We here used the modelling from our Excel sheet and transformed the data once more by providing each tracker with a unique ID and each page with a unique ID and we were hereby able to identify on which unique pages the different trackers were present. For example, ID 293 was present on ID 5, 98 and 179, i.e. three different web pages. For Gephi to be able to understand the inputs and the relations between the inputs, the trackers and web pages were given IDs within the same list, meaning that the web pages were given IDs from 1-277 and third-party domains that set cookies were given IDs from 278-329. For the element tracking ecosystem, web pages were given IDs ranging from 1-277 (the same as in cookie ecosystem) and the tracking elements were given 278-393. This allowed us to visualize trackers and their relation to web pages within the ecosystem, which will be presented in our findings and analysis section. We produced two different ecosystems, one for cookies and one for elements.

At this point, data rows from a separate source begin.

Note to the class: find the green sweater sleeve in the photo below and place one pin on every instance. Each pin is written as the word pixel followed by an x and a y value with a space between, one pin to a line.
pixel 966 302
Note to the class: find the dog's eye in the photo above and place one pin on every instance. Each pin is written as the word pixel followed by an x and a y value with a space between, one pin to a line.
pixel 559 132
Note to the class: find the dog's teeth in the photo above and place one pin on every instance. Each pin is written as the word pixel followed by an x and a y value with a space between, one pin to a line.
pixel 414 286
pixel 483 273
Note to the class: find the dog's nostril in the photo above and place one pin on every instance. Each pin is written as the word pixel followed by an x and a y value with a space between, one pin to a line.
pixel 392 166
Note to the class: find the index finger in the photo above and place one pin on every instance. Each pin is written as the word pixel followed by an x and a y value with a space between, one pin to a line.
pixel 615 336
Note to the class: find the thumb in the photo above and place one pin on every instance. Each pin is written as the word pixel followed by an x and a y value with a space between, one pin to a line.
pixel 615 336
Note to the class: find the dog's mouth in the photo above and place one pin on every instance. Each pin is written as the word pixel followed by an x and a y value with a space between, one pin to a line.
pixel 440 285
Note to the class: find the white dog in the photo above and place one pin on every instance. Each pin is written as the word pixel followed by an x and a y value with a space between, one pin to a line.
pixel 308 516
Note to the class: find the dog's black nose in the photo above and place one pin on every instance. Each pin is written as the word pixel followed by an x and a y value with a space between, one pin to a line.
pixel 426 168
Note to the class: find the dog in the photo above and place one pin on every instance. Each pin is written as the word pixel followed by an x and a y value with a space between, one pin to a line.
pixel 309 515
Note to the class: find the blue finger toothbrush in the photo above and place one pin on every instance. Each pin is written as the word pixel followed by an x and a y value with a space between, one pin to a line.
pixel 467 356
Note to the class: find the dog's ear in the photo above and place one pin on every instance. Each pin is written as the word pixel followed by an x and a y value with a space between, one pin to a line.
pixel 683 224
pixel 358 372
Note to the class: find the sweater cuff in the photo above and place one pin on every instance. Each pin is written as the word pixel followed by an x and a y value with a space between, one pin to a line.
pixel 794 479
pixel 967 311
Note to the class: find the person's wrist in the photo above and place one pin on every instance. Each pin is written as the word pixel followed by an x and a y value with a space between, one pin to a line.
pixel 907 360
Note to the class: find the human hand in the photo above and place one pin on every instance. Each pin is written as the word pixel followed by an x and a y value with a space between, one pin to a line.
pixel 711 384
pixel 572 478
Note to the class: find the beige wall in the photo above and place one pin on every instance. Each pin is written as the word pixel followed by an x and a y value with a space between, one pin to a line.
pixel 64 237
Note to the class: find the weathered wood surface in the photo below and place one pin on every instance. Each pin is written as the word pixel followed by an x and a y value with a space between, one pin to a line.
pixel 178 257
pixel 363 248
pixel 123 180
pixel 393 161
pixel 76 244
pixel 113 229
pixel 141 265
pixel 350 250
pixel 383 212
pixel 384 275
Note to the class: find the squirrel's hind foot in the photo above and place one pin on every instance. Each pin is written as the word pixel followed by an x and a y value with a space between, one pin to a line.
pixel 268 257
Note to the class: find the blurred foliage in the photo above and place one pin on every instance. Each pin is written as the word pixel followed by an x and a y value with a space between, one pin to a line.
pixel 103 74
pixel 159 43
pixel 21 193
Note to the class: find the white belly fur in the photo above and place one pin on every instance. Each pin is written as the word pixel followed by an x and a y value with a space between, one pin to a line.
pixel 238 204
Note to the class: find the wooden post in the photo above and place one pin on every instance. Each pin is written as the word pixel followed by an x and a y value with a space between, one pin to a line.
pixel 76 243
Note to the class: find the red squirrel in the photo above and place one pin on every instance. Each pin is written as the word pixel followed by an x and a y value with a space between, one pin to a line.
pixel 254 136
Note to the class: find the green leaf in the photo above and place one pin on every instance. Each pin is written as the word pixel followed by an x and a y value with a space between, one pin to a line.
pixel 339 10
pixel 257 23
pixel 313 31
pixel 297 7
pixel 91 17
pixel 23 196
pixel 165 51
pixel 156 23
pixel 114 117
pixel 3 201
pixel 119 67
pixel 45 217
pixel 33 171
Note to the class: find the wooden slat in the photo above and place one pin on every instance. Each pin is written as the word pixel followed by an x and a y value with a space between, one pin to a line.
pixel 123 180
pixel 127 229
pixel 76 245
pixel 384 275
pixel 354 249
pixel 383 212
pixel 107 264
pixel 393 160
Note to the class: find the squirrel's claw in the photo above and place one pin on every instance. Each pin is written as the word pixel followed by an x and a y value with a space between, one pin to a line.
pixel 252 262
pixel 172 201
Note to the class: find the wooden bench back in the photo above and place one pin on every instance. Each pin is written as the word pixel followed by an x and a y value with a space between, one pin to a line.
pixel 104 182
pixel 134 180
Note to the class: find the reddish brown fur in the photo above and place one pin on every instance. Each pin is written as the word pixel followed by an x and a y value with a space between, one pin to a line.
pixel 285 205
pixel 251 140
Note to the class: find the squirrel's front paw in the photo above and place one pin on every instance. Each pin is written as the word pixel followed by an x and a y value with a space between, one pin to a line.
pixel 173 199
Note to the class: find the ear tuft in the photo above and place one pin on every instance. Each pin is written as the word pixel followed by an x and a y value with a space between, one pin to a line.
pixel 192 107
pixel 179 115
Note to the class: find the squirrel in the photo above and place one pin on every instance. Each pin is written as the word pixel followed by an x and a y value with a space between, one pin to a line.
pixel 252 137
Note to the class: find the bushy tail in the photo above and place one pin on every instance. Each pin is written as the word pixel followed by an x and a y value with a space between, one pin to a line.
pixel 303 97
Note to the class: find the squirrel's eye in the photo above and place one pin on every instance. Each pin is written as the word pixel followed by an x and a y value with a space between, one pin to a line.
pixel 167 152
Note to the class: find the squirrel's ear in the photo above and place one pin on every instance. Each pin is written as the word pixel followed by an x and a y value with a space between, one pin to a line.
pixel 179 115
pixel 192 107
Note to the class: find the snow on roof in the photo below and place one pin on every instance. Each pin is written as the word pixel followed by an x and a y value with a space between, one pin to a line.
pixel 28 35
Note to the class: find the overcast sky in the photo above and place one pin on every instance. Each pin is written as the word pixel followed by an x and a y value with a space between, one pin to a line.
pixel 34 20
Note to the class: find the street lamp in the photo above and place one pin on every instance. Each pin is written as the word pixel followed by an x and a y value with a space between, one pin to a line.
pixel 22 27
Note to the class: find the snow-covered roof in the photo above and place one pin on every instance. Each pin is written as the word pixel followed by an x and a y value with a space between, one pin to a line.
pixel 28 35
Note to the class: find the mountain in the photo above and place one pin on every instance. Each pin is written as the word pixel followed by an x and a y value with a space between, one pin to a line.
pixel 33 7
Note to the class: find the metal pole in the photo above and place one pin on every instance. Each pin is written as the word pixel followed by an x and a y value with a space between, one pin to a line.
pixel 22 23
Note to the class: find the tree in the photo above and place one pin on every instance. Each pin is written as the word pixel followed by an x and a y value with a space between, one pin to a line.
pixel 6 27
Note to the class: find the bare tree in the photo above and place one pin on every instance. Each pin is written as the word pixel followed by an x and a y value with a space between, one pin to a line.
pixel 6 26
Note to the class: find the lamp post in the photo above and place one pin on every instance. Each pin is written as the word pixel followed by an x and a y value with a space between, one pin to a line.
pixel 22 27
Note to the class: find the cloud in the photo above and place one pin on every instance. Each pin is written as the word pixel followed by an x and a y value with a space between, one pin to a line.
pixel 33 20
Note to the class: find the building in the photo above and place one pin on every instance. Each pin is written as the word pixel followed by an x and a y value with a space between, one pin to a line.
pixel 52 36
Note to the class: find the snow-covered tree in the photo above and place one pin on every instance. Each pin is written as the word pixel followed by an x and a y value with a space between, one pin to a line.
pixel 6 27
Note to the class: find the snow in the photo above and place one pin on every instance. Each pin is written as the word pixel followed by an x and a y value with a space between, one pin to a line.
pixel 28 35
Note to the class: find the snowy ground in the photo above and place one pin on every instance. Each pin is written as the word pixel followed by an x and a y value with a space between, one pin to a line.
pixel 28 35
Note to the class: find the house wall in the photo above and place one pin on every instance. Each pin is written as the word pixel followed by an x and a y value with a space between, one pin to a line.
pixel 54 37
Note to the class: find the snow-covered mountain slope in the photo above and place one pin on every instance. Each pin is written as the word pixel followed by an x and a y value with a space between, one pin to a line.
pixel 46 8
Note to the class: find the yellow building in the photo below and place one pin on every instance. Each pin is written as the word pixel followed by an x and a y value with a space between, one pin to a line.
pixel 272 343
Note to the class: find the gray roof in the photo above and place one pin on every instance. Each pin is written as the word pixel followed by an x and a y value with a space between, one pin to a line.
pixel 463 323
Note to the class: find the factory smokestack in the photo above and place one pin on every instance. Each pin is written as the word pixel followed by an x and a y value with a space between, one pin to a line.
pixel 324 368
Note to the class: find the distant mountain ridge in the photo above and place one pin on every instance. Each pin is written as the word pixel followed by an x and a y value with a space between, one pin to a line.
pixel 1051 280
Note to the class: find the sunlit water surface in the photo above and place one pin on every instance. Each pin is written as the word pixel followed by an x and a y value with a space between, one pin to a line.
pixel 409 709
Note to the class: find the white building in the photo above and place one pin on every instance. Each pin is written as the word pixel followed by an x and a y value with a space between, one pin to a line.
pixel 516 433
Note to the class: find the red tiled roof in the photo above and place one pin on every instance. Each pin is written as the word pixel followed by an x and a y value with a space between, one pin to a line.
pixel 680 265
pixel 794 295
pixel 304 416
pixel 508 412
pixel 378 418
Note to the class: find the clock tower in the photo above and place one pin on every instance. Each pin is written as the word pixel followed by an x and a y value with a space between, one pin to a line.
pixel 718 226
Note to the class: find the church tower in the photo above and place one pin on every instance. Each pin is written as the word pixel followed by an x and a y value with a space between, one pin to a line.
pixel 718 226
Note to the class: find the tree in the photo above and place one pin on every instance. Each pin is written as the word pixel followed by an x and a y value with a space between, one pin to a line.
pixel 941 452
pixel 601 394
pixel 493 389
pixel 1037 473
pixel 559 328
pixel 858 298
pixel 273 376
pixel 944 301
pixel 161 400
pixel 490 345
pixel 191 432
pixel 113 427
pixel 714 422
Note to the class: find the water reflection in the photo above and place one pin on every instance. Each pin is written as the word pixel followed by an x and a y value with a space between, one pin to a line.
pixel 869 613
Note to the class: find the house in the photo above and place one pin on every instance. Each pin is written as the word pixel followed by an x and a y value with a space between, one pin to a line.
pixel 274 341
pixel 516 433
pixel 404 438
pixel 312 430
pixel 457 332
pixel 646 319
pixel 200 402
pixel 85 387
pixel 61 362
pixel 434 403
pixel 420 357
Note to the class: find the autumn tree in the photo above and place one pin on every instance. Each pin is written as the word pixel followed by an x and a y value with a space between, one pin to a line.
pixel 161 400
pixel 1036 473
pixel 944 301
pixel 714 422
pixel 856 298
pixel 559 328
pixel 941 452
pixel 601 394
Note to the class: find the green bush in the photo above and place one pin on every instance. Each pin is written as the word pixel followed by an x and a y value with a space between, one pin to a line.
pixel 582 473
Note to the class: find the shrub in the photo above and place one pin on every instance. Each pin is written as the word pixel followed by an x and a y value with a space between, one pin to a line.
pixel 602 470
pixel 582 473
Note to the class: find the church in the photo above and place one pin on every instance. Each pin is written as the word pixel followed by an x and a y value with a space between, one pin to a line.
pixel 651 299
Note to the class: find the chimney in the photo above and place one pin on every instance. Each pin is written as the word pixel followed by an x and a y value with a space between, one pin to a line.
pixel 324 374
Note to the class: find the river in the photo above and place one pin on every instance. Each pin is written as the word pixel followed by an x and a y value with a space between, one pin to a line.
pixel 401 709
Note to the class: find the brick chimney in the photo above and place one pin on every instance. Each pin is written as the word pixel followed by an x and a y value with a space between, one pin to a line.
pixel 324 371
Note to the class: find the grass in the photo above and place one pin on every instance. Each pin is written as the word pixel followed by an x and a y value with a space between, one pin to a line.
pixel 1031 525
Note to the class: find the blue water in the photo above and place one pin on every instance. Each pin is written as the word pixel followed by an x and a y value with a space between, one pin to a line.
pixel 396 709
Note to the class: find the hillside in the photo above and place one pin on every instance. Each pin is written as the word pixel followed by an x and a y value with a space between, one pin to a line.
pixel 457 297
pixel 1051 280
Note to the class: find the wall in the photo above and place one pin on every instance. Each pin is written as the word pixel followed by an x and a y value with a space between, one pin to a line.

Just uploading the nodes and edges to Gephi did however not show anything relevant, as all of the nodes and edges were just one big chunk of black dots. Within Gephi we therefore transformed the visuals of our ecosystem by setting different parameters. The first thing was changing the size of the nodes in relation to the number of outer edges, meaning that trackers who were present on many pages were proportionally bigger than trackers with less presence. After changing the size, we applied colours relating to the modularity of the trackers, meaning that we applied colour related to the clustering of the trackers. Trackers with more than one relation to each other, i.e. tracking the same web pages, were therefore part of the same cluster and therefore had the same colour.

We did however find that some of the trackers were present on a great number of web pages, such as third-party domains from Google Analytics and Siteimprove. We therefore split the cookie ecosystem into two separate ecosystems and split the element ecosystem into two separate ecosystems. One ecosystem containing the trackers with a presence on 10+ web pages and one

where trackers with a presence on 10+ web pages were removed, meaning that we ended up with four ecosystems in total. We included both ecosystems for respectively cookies and elements to show the complexity of the ecosystems with the top trackers, but also included the ones without the top trackers, in order to be able to identify the specific and underlying clusters within the ecosystems.

The visualizations within our thesis serve different purposes. Some of our visualizations serve the sole purpose of making it easier for the reader to get an overview, such as the visualization used in the research question section. This visualization could have been left out, and the result would have been the same. According to Kennedy & Engebretsen (2020:19) “visual representations of statistics and other, often quantitative data can convey complex facts and patterns quickly and effectively”.

Other visualizations within our thesis serve a more specific purpose relating to the above quote, such as the information cycle in section 2.1.2. This illustration would be very hard to describe for a reader, as it contains many different factors. We therefore chose to illustrate and then explain the process below, hereby leading the reader through the cycle. Another example is our visualizations of the ecosystems in our findings and analysis section. The data behind the ecosystem as previously described does not illustrate anything without having existing knowledge. We therefore visualized the ecosystems to show the complexity and relations between different trackers and web pages, which would not have been possible without an illustration. Our visuals therefore serve the purpose of benefiting the process of sense-making and learning through the thesis and are tools for understanding (Kennedy & Engebretsen, 2020).